A mudança de patamar, que coloca a geradora na zona de grau especulativo, reflete não apenas o cenário financeiro da companhia, mas a forte dependência de sua controladora, que também enfrenta desafios em sua própria avaliação de risco. A agência manteve a empresa sob observação negativa, sinalizando que novos cortes na classificação podem ocorrer em breve.
Conexão financeira e riscos operacionais
O rebaixamento foi acentuado pela natureza dos vínculos entre a geradora e a siderúrgica. As debêntures da CEEE-G, avaliadas em R$ 1,2 bilhão, contam com cláusulas de vencimento antecipado atreladas a eventos de crédito da CSN. Na prática, isso significa que qualquer oscilação negativa no balanço da controladora impacta diretamente a estabilidade das obrigações da subsidiária.

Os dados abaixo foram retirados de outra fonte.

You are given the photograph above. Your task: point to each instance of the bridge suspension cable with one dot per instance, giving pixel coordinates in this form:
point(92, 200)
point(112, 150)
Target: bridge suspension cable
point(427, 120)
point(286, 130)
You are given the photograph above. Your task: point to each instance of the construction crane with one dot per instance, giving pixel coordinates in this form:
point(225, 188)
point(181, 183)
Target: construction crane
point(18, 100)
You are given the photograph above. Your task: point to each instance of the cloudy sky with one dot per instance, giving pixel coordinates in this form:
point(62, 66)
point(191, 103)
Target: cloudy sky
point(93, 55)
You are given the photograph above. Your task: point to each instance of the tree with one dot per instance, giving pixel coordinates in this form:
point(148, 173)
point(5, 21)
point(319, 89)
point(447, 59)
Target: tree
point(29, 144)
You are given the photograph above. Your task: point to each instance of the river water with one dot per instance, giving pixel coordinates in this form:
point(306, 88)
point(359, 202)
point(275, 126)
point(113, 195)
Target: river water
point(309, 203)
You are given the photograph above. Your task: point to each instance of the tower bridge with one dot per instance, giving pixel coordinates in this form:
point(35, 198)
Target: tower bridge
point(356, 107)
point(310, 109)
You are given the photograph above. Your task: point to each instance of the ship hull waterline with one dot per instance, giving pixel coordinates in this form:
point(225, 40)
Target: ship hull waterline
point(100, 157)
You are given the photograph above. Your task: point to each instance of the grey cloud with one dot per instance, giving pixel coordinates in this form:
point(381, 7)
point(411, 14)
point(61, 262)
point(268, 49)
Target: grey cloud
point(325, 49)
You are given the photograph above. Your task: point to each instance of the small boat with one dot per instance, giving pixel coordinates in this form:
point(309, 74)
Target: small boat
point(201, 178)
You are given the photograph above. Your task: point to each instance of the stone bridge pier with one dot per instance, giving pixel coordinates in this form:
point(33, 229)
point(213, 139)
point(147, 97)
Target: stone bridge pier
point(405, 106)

Além da dívida, a Fitch observou que a movimentação de capital entre as duas empresas é facilitada pela falta de diretrizes formais de segregação financeira. Relatórios indicam que, em junho de 2026, a CEEE-G mantinha R$ 605 milhões em empréstimos tomados junto à CSN.
A concentração na controladora é apontada pela Fitch como uma fragilidade do perfil de negócios da CEEE-G, dada a ausência de políticas formais de gestão financeira individualizada entre as partes.
Desafios de caixa e investimentos
A situação interna da CEEE-G também inspira cautela. A projeção é de um fluxo de caixa livre negativo acumulado em R$ 350 milhões entre 2026 e 2027. Durante esse período, a geradora tem um plano de investimentos robusto, que soma R$ 570 milhões, voltado à modernização e recuperação de ativos — como a usina de Jacuí, severamente impactada pelas inundações que assolaram o Rio Grande do Sul em 2024.
Embora se espere um crescimento no EBITDA nos próximos anos, impulsionado pela maturação dos projetos, o montante ainda parece insuficiente para reverter o cenário de queima de caixa. Com uma dívida total que gira em torno de R$ 2,1 bilhões, a companhia lida com um indicador de alavancagem elevado, que deve levar tempo para ser ajustado.
A empresa possui um portfólio concentrado em ativos hidrelétricos no Sul do país, totalizando 1,1 GW de capacidade instalada. Embora essa estrutura garanta a receita, a exposição a eventos climáticos extremos e a dependência de contratos com a própria CSN — que absorve metade da energia produzida — compõem um cenário de risco elevado para os investidores de longo prazo.